I pointed the sign out to Aubrey and her response was a simple question, how is it that this Muslim employee could refuse service to customers based on his religious beliefs, but Christians are being forced to participate in specific events contrary to their religious beliefs?
There are a few problems here. West assumes that just because the employee doesn’t have an “American” name, that he must automatically be Muslim. That’s xenophobic profiling. He had no proof that the employee was Muslim, only his own prejudice as weak evidence.
Also, he noted that the employee was young. Walmart noted that its policy is to not allow any employee under 21 to sell alcoholic beverages, according to an editor’s note at the end of the post. Perhaps the employee is below the age of 21.

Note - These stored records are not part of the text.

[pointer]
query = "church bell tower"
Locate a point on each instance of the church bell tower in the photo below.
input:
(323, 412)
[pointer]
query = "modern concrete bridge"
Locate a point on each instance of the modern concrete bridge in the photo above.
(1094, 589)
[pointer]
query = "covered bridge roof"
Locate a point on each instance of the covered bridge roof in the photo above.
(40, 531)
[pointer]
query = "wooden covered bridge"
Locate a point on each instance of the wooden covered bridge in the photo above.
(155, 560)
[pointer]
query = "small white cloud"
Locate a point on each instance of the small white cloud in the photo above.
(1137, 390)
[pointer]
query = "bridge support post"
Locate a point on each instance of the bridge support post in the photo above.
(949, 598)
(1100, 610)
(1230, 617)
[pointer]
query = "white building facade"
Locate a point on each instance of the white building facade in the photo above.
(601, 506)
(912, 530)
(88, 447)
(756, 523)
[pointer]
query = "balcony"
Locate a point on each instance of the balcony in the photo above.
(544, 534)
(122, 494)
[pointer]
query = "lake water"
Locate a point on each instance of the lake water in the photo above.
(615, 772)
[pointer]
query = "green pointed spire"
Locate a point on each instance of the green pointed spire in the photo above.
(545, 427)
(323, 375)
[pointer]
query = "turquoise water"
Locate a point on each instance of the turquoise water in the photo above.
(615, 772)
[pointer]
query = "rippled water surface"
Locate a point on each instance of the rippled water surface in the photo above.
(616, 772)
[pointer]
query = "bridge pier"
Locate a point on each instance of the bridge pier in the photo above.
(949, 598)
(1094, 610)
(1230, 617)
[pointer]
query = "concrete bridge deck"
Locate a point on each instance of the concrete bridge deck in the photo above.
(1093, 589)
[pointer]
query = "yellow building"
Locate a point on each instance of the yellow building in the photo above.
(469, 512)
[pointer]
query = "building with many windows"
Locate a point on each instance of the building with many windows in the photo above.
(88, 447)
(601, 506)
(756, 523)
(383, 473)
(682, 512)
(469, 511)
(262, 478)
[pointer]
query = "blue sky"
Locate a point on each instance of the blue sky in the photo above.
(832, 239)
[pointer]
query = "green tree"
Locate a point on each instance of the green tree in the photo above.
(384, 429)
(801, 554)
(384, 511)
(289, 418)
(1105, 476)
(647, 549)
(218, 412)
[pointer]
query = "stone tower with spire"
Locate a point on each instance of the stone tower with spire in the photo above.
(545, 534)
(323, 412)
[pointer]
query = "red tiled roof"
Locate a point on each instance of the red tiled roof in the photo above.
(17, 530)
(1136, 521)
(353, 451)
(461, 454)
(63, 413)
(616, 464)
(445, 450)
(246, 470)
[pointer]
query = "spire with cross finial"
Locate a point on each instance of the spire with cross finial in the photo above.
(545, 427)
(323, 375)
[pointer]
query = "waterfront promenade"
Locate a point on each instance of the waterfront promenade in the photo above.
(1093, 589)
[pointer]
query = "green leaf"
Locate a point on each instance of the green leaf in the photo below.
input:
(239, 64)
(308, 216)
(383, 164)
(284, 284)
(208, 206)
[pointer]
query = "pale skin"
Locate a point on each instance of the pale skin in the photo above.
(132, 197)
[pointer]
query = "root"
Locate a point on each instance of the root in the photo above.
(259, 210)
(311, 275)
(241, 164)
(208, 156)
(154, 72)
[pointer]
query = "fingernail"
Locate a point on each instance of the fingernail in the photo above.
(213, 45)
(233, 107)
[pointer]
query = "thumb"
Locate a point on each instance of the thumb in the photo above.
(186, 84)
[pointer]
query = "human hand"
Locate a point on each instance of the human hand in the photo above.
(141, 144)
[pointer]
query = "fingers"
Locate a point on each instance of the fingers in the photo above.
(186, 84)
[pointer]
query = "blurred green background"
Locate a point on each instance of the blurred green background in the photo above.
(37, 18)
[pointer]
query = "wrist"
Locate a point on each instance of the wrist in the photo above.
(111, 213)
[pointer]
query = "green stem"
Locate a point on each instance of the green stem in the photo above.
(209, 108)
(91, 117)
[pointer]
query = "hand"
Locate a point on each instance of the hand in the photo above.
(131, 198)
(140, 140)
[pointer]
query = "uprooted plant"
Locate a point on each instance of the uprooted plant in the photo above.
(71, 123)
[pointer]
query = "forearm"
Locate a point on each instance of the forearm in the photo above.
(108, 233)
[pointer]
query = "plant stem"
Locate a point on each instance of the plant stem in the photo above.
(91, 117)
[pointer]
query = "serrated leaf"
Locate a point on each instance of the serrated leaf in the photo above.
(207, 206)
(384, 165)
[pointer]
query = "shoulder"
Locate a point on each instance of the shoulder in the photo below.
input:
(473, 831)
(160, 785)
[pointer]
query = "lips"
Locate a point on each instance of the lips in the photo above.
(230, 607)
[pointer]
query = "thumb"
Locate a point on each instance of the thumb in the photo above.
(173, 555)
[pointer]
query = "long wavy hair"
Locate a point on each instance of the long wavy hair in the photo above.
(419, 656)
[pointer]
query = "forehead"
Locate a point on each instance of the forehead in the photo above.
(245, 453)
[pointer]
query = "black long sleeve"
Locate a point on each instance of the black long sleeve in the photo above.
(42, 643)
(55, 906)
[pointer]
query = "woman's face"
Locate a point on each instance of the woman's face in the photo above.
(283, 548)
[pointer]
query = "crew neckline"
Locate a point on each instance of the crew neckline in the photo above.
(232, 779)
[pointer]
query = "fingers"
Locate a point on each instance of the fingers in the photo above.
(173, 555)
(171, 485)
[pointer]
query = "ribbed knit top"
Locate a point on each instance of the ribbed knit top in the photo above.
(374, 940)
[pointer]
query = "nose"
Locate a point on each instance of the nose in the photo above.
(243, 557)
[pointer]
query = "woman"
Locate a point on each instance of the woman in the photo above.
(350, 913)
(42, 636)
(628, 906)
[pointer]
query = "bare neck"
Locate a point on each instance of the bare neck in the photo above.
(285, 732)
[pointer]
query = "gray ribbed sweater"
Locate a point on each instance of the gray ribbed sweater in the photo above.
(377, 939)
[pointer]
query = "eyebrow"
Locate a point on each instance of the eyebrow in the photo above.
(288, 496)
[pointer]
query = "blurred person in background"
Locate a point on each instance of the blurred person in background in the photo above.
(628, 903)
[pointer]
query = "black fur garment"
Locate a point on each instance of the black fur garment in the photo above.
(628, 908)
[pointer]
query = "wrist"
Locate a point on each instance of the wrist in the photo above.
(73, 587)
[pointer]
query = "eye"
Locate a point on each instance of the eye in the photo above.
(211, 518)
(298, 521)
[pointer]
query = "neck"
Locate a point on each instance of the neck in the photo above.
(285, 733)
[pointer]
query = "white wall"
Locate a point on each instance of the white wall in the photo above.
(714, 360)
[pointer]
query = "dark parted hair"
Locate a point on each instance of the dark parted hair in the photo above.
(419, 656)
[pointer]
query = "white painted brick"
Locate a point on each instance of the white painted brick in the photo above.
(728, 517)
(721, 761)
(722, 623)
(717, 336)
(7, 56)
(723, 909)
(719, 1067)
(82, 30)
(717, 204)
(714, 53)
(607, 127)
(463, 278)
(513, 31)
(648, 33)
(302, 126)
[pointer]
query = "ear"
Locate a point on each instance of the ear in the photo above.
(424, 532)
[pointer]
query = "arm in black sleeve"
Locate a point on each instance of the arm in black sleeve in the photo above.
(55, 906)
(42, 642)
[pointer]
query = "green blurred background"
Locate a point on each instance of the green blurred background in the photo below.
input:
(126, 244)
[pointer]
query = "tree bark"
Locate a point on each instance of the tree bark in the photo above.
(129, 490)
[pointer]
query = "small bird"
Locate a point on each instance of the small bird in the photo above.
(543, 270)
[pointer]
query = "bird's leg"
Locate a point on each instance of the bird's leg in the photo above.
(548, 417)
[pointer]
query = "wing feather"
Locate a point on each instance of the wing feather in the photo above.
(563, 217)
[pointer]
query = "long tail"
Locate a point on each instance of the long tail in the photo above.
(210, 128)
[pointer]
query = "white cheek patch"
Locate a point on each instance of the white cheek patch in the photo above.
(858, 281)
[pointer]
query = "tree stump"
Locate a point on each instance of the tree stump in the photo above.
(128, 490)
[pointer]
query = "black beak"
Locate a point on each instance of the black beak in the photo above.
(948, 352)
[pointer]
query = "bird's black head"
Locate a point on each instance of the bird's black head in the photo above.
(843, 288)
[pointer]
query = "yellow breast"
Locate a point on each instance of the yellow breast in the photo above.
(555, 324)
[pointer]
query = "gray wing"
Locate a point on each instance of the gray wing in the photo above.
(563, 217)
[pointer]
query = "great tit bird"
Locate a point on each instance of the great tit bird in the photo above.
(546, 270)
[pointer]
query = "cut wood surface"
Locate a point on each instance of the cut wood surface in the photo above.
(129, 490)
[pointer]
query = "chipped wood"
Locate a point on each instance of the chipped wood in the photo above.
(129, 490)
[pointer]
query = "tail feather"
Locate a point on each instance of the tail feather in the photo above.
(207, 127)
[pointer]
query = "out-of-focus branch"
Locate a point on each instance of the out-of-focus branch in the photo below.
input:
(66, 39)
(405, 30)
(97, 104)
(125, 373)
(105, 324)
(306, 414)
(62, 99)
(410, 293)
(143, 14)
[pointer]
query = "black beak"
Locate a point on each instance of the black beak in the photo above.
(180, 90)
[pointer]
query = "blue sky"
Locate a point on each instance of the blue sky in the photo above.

“We spoke to the Walmart store, and apparently employees under 21 years old are prohibited from selling cigarettes and alcohol,” said the editor’s note before doubling down on the crazy notion that Muslims are taking over Walmart. “However, that isn’t to say Walmart isn’t secretly caving to Muslim demands.”
This is the exact kind of xenophobic fear mongering with which the GOP tries to infect America. And there’s a small fringe of conservative Tea Partiers who surely buy into this sort of flimsy conspiracy theory. Conservative Christians victimize themselves as if there’s a war to wipe them out. We just want them to stop acting so crazy.